Во второй половине ХХ века Московский Патриархат предоставил автокефалию Православным Церквам в Чехии и Словакии, а также в Америке. Так вот до сих пор некоторые поместные церкви, прежде всего древнейшие, не признают их таковыми. Более того, этот акт вызвал напряжение между поместными Церквами. Украинская Православная Церковь по своему статусу и правам является более чем автономной. Она независима в управлении, сама избирает своего Предстоятеля, поставляет епископов. За богослужениями поминает Святейшего Патриарха Алексия II и Блаженнейшего Митрополита Владимира.
Вопрос об автокефалии поднимают исключительно политики. Только поэтому я считаю себя вправе давать какие-то комментарии. Мне непонятно само их стремление разорвать каноническое единство Церкви, которая родилась в Киеве. Почему такая «честь» оказывается только Православной Церкви? Почему никто не требует, чтобы украинские католики и греко-католики разорвали отношения с папой Римским и были полностью от него независимы? Почему никто не требует, чтобы протестантские общины разорвали связи со своими американскими духовными центрами?
Раз вопрос ставится политиками, значит, надо разобраться, какие при этом преследуются политические цели. Значит, опять речь идет о расколе УПЦ. Может быть, здесь и кроется «сермяжная» правда. Вся эта кампания с автокефалией кому-то нужна только для того, чтобы еще раз попытаться расколоть самую крупную, авторитетную и влиятельную Украинскую Православную Церковь — единую поместную и каноническую, составляющую целое с Русской Православной Церковью. А если брать национальный состав духовенства РПЦ, то большую часть составляют этнические украинцы, у которых, таким образом, есть «квалифицированное большинство» при принятии наиболее важных религиозных решений.
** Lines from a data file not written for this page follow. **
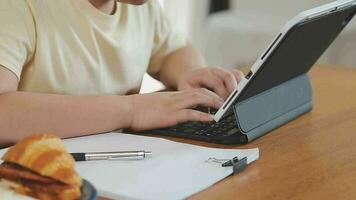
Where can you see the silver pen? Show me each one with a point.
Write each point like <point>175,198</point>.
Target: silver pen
<point>111,155</point>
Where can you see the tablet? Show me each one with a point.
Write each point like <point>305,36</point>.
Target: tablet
<point>294,50</point>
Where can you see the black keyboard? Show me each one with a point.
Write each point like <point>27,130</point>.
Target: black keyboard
<point>225,127</point>
<point>225,131</point>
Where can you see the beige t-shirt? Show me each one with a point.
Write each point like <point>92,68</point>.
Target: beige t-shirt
<point>70,47</point>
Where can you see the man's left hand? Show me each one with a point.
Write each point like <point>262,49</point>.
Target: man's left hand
<point>219,80</point>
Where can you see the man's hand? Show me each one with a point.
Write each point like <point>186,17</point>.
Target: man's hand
<point>219,80</point>
<point>164,109</point>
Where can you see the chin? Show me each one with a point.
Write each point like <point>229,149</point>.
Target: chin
<point>133,2</point>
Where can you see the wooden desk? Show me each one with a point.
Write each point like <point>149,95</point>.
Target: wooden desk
<point>313,157</point>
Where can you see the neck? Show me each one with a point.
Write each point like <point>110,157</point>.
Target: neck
<point>106,6</point>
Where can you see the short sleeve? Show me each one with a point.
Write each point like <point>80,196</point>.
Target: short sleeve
<point>166,39</point>
<point>17,35</point>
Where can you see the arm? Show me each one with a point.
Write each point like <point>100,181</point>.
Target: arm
<point>24,113</point>
<point>185,69</point>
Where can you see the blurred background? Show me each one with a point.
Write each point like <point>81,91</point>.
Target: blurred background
<point>234,33</point>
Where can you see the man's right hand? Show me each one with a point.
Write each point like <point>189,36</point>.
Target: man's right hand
<point>164,109</point>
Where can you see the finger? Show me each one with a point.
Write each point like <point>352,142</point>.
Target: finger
<point>214,83</point>
<point>197,97</point>
<point>228,78</point>
<point>192,115</point>
<point>209,93</point>
<point>238,74</point>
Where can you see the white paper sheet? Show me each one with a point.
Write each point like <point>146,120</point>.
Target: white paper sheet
<point>175,171</point>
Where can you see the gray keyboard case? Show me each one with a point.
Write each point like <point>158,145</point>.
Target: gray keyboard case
<point>271,109</point>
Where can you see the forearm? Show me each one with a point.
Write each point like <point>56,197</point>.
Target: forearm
<point>67,116</point>
<point>178,62</point>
В этом смысле это еще вопрос, кто от кого больше «зависим».
Наши государства проросли друг в друге миллионами исторических, культурных, экономических связей и людских судеб. Это то равновесие, которое нельзя в одностороннем порядке пытаться нарушить, не навредив обоим организмам. Нельзя выдернуть даже одно звено без того, чтобы не вызвать цепную реакцию изменений, последствия которых сегодня не сможет предсказать никто.

Как в этой связи Вы относитесь к визиту Святейшего Патриарха Алексия II в Украину?

Святейшего Патриарха в Украину приглашают и Президент Леонид Данилович Кучма, и Председатель Верховной Рады Владимир Михайлович Литвин, его ждут миллионы православных верующих Украины. Лидеры всех крупных политических партий Украины высказали одобрение и поддержку этого визита. Мы сможем говорить о конкретных сроках визита, когда прояснится ситуация со здоровьем Святейшего Патриарха. Он проводит службы, но дальние многодневные поездки врачи пока не рекомендуют совершать.

Вас часто показывают в обществе запорожских казаков, вы даже являетесь почетным членом казачества. Это Ваше неформальное увлечение?

И формальное тоже. Я никогда не скрывал своих казацких корней, своей принадлежности к «роду, которому нет переводу». Горжусь его историей и традициями. Когда человека называют казаком — это лучшая оценка его человеческих качеств.